Lire la chronique d' Amid Faljaoui Amid Faljaoui, directeur des magazines francophones de Roularta.

Washington a publié un texte officiel d’une trentaine de pages vendredi dernier. Avec un nom un peu sec pour ce document : National Security Strategy, la NSS.

Personne ne lit ça entre deux réunions, mais c’est typiquement le genre de document qui finit par se retrouver… dans nos bilans. La raison ? Parce qu’une doctrine stratégique américaine, ce n’est pas seulement de la géopolitique : c’est une machine à changer le coût de l’argent, le coût de l’énergie, le coût de la défense, et donc le coût de faire du business en Europe.

Le message central est assez simple : l’Amérique ne veut plus être le “service après-vente” du monde. Dans le texte de ce document, les États-Unis disent que l’époque où les États-Unis soutenaient l’ordre mondial, “comme Atlas” dans la mythologie grecque, est terminée. Traduction économique : “le modèle gratuit s’arrête”. On passe d’un système où l’Amérique payait beaucoup pour stabiliser le jeu mondial, à un système où elle veut rentabiliser, sélectionner, et faire contribuer les autres.

Et surtout, ce n’est pas une doctrine du type “on rentre à la maison”. C’est plutôt : “on reste, mais on choisit nos alliés, et on facture”. C’est un changement de business model de la puissance américaine.

Pendant des décennies, l’ordre international ressemblait à un abonnement collectif : les États-Unis garantissaient une grosse partie de la sécurité, et en échange ils obtenaient influence, accès, alliances, commerce.
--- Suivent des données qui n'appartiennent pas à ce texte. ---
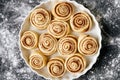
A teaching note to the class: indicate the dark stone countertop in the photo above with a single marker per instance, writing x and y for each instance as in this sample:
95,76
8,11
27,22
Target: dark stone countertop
12,14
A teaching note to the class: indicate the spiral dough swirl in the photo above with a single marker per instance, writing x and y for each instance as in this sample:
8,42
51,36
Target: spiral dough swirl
67,45
40,18
47,43
58,28
63,11
56,67
29,39
81,22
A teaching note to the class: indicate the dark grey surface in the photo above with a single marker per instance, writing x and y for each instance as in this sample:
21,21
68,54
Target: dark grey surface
12,14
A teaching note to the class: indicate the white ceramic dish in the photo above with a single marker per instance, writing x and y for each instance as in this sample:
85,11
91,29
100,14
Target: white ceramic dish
95,32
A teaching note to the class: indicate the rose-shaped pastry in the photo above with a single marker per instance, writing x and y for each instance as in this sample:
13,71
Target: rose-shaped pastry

Là, l’ordre devient transactionnel. L’alliance atlantique n’est plus un destin commun, c’est un contrat renégociable. Et dans un contrat, ce qui compte, ce sont les clauses : “combien tu mets sur la table, à quel point tu t’alignes, et ce que tu obtiens en retour”.

C’est là qu’on arrive au cœur économique : la NSS transforme des outils économiques en outils stratégiques. Commerce, technologies sensibles, coopération industrielle, standards, marchés publics… tout ça peut devenir une carotte ou un bâton. Avec d’un côté, des alliés “utiles” qui auront un meilleur accès. Et de l’autre côté, des alliés “problématiques” avec des conditions, restrictions, contrôles et autres délais.  

Et puis il y a l’“exception Europe”. Le texte de la NSS dit : “on n’impose pas nos valeurs aux autres”. Mais quand il parle de l’Europe, il change malgré tout de ton : continent en déclin, étouffé par la régulation, menacé par la migration, la chute de natalité, la “censure” (eh oui, ils osent), la répression de l’opposition. Il va jusqu’à dire que l’Europe pourrait être méconnaissable en vingt ans, et annonce vouloir l’aider à “corriger sa trajectoire”, en saluant la montée des partis “patriotiques”… que nous appelons partis d’extrême droit de ce côté-ci de l’Atlantique.

Économiquement, ça signifie une chose : l’Europe n’est plus seulement un partenaire, elle devient un dossier à “redresser”. Et quand une grande puissance veut redresser un partenaire, elle ne le fait pas uniquement avec des discours : elle le fait avec l’accès au marché, la coopération technologique, les accords industriels… et la pression sur les règles (notamment pour le numérique).

Autre point : l’Ukraine. La NSS insiste sur un cessez-le-feu rapide et une “stabilité stratégique” en Europe. Les États-Unis passent d’une posture moins “bouclier automatique” et plus “gestionnaire de risques”. Et la conséquence budgétaire est simple : si Washington veut clôturer plus vite, la charge de la suite pour l’Ukraine – sécurité, réarmement, financement – retombe davantage sur les Européens.

Conclusion : cette NSS dit aux États : vous allez choisir entre deux choses coûteuses : payer plus pour votre sécurité, ou payer plus cher le prix de votre indépendance. En clair, la Pax Americana ne disparaît pas, elle devient payante !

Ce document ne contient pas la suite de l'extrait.